Country Garden has about 30 days to make the overdue payment or risk defaulting. The company also said it would “do everything possible to save itself and make every effort to carry out projects and repay debts.”
To prevent a default, Country Garden has proposed a debt extension plan for a batch of domestic bonds with a total value of 3.9 billion yuan ($533.6 million), scheduled to mature on September 2, according to Chinese media.
The company is also seeking to reach an agreement with its creditors, under which Country Garden will pay each creditor 100,000 yuan in advance and repay the remaining amount in seven installments over three years.

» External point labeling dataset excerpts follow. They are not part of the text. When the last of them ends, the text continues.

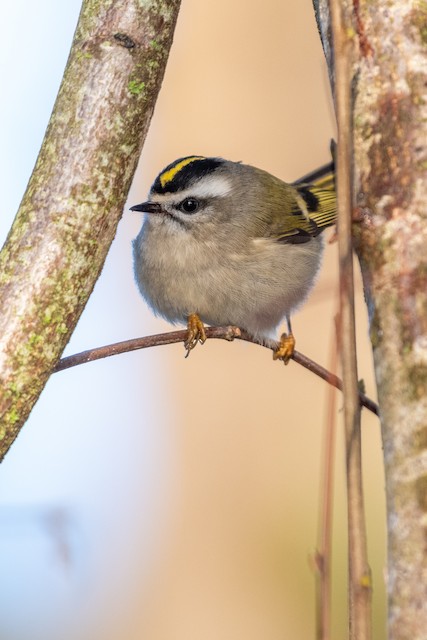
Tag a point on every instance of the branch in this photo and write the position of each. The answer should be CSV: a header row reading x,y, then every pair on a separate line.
x,y
224,333
69,214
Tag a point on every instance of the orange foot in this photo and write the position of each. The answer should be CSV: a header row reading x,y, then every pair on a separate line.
x,y
196,333
286,348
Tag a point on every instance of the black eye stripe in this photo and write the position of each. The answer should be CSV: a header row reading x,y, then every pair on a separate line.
x,y
189,205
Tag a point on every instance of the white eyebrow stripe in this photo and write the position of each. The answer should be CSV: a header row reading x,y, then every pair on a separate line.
x,y
209,186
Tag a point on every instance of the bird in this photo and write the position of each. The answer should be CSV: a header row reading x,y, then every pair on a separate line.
x,y
225,243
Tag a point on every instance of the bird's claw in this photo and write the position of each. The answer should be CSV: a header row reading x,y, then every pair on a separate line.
x,y
195,333
286,348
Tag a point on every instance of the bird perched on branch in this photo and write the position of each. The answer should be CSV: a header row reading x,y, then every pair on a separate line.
x,y
225,243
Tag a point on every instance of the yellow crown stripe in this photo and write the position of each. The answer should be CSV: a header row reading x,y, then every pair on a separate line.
x,y
169,175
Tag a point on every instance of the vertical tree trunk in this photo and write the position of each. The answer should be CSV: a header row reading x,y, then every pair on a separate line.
x,y
390,181
75,197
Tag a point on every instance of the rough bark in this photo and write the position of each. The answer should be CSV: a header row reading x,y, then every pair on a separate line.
x,y
390,160
68,216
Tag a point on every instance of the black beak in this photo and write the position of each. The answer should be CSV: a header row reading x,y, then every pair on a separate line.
x,y
148,207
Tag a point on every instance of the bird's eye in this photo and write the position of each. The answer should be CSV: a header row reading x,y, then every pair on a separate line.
x,y
189,205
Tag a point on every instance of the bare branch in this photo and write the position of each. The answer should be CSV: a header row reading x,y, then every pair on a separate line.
x,y
224,333
360,591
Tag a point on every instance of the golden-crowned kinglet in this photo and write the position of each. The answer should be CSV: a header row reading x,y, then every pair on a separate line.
x,y
225,243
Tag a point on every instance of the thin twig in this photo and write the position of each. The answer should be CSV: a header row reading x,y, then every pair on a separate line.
x,y
224,333
359,573
324,548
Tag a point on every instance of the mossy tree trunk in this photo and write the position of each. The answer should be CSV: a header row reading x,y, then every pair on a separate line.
x,y
69,213
389,82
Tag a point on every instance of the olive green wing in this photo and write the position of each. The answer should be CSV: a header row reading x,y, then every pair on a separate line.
x,y
312,210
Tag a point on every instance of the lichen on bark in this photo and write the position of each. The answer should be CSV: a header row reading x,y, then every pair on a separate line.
x,y
69,213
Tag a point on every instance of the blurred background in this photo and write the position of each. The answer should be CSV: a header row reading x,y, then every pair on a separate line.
x,y
150,496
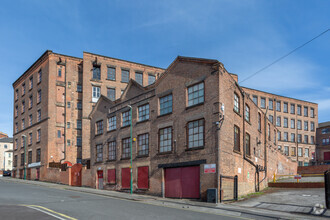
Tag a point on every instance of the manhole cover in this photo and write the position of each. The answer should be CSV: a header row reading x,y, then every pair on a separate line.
x,y
74,197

JPMorgan estimates that Country Garden and its subsidiaries will face more than $2.5 billion in bond payments and domestic and foreign debt maturing before the end of this year.

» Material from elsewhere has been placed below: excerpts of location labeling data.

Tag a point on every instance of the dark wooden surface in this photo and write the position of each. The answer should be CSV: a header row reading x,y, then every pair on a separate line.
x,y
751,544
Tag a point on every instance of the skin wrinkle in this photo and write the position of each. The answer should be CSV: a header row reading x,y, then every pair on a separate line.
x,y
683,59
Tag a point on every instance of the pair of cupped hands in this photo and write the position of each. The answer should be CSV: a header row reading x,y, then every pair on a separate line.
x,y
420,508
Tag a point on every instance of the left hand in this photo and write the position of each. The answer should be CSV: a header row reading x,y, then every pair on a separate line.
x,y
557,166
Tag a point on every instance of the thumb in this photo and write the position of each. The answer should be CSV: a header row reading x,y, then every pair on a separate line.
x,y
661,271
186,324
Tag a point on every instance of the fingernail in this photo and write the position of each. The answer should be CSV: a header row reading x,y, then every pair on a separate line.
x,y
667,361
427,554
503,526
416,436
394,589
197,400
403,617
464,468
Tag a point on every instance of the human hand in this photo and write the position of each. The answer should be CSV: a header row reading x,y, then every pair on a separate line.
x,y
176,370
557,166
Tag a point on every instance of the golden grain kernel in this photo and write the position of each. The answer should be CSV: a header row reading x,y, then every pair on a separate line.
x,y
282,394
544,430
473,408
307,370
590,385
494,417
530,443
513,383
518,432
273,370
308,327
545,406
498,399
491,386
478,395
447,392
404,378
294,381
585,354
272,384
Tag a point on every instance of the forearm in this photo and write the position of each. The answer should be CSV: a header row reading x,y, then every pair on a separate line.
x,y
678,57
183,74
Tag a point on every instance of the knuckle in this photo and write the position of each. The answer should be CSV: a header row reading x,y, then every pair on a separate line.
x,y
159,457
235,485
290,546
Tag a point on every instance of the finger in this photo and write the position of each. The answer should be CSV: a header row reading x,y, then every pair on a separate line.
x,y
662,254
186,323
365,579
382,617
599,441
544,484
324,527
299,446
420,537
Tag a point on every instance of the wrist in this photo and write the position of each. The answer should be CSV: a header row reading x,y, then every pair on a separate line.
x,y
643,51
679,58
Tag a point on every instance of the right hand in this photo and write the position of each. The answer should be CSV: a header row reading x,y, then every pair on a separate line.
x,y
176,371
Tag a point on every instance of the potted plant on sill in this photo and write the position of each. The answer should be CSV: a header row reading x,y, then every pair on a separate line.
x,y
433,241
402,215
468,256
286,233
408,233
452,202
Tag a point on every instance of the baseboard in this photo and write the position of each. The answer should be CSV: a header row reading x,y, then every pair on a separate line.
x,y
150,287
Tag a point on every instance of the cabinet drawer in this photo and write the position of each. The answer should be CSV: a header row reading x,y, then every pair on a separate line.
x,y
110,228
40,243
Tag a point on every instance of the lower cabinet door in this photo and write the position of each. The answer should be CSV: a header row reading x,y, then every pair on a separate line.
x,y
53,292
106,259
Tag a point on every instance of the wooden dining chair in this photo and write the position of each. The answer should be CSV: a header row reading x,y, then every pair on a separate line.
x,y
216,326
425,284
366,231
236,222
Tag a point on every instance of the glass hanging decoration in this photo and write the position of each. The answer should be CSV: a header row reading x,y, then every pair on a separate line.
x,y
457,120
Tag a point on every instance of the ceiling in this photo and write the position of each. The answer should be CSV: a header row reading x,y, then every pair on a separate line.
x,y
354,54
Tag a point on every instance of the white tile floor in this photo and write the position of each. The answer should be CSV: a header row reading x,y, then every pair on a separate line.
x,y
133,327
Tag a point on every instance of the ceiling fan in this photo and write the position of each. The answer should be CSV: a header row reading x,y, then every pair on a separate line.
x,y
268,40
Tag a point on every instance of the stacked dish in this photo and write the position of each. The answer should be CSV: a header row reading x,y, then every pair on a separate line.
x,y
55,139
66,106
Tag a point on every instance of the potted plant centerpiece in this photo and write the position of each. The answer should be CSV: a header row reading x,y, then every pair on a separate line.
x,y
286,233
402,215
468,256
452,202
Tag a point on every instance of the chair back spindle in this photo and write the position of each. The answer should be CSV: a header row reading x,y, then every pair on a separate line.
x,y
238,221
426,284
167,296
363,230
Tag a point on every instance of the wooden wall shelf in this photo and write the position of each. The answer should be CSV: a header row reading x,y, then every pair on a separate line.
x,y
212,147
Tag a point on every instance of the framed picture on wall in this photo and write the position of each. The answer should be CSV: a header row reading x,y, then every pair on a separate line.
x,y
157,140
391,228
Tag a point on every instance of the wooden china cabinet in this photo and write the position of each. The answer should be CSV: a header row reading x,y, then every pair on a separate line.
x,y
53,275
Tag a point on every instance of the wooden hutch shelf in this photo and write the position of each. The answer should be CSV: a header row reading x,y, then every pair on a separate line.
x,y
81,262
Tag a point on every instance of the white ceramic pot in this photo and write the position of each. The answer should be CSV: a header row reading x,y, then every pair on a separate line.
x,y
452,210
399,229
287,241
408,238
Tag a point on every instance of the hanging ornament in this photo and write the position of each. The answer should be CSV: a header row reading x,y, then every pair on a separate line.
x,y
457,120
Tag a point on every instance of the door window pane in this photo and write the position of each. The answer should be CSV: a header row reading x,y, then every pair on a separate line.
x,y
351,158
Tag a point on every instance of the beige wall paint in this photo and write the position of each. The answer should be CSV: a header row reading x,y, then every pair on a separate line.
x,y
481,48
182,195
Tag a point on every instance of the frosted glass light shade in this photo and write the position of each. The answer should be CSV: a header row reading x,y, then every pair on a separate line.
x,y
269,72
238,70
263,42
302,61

“The general rule is that if a company cannot pay all bondholders when they come due, it will have to stop paying all creditors and restructure its debt,” JP Morgan commented.

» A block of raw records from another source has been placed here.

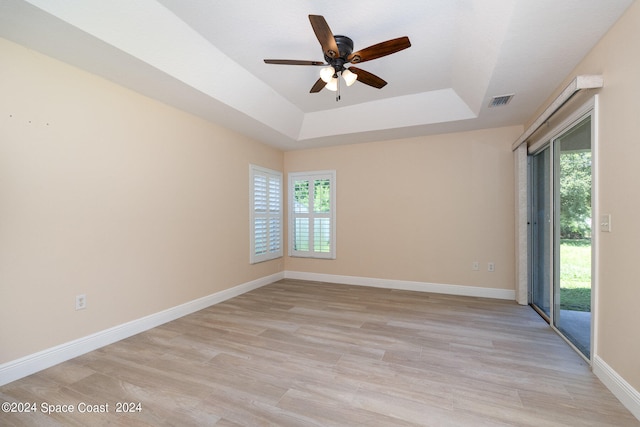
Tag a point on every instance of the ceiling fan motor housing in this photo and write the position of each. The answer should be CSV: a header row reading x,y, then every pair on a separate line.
x,y
345,48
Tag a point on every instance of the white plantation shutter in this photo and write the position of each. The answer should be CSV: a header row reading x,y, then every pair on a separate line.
x,y
312,224
266,214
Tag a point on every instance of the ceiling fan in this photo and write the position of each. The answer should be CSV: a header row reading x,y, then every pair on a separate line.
x,y
338,51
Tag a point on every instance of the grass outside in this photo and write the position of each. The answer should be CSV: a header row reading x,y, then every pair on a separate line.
x,y
575,275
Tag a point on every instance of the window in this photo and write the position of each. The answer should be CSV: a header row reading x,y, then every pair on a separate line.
x,y
312,207
266,214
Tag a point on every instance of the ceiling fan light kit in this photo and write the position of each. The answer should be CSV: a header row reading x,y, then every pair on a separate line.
x,y
338,51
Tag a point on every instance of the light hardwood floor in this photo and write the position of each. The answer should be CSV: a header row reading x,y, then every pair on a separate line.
x,y
318,354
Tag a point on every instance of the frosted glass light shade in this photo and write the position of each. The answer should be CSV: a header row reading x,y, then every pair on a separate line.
x,y
327,73
332,85
349,77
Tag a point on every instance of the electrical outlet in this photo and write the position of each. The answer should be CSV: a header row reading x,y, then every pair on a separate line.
x,y
81,302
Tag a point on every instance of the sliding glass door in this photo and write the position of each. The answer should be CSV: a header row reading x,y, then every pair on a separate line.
x,y
572,284
560,252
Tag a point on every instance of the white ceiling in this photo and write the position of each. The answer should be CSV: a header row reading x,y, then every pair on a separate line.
x,y
206,57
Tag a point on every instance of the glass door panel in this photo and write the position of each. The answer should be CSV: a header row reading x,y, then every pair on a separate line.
x,y
572,235
541,232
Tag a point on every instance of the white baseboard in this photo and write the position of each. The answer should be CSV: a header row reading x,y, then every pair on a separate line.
x,y
33,363
471,291
626,394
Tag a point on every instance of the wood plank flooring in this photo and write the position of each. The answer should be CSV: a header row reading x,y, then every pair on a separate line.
x,y
300,353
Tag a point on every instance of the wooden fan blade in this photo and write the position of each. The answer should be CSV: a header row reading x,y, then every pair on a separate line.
x,y
317,86
368,78
379,50
292,62
324,35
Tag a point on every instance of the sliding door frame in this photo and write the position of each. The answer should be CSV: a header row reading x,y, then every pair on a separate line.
x,y
589,108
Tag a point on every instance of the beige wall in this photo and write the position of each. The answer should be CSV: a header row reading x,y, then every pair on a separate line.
x,y
108,193
617,58
421,209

Without additional credit support from Chinese regulators and major financial institutions, Country Garden will continue to see a growing risk of defaulting on overseas debt, analysts at financial services firm Morningstar said.
To continue to survive, some measures that Country Garden can apply include asset liquidation, debt extension, exchange offer, stock issuance…
“Despite the theory, asset disposals and debt swaps are unlikely to help real estate companies eliminate their debts. Many companies have adopted such measures but still cannot avoid the risk of default,” said an analyst at Morningstar.
Mr. John Lam, CEO, head of China and Hong Kong (China) real estate research department of UBS bank, said that if Country Garden defaults, the negative impact will be that other real estate companies will also follow suit and fall into crisis.
Economists fear that Country Garden's liquidity crisis could spread to its peers as mortgage values fall and people become more cautious about buying homes, especially in smaller cities.
Privately run real estate developers with projects in smaller Chinese cities would be at risk if industry giant Country Garden defaults, according to investment management firm T. Rowe Price Group and investment bank Jefferies Financial Group.
“The consequences of Country Garden’s default will affect other private developers and cause a contagion effect,” said Sheldon Chan, portfolio manager at T. Rowe Price. “In the event of a default, other private developers may also suffer collateral damage.”
However, according to Mr. Ron Thompson, CEO of global restructuring consultancy Alvarez & Marsal (A&M) Asia, bankruptcy is sometimes not necessarily the "doomsday" because it can be a good choice, helping companies preserve cash, restructure and ensure the rights of some related parties.
“The problem with some Chinese real estate companies is that in order to avoid bankruptcy, they have borrowed a lot of money and incurred a lot of costs without coming up with a sustainable solution,” Mr. Ron Thompson analyzed.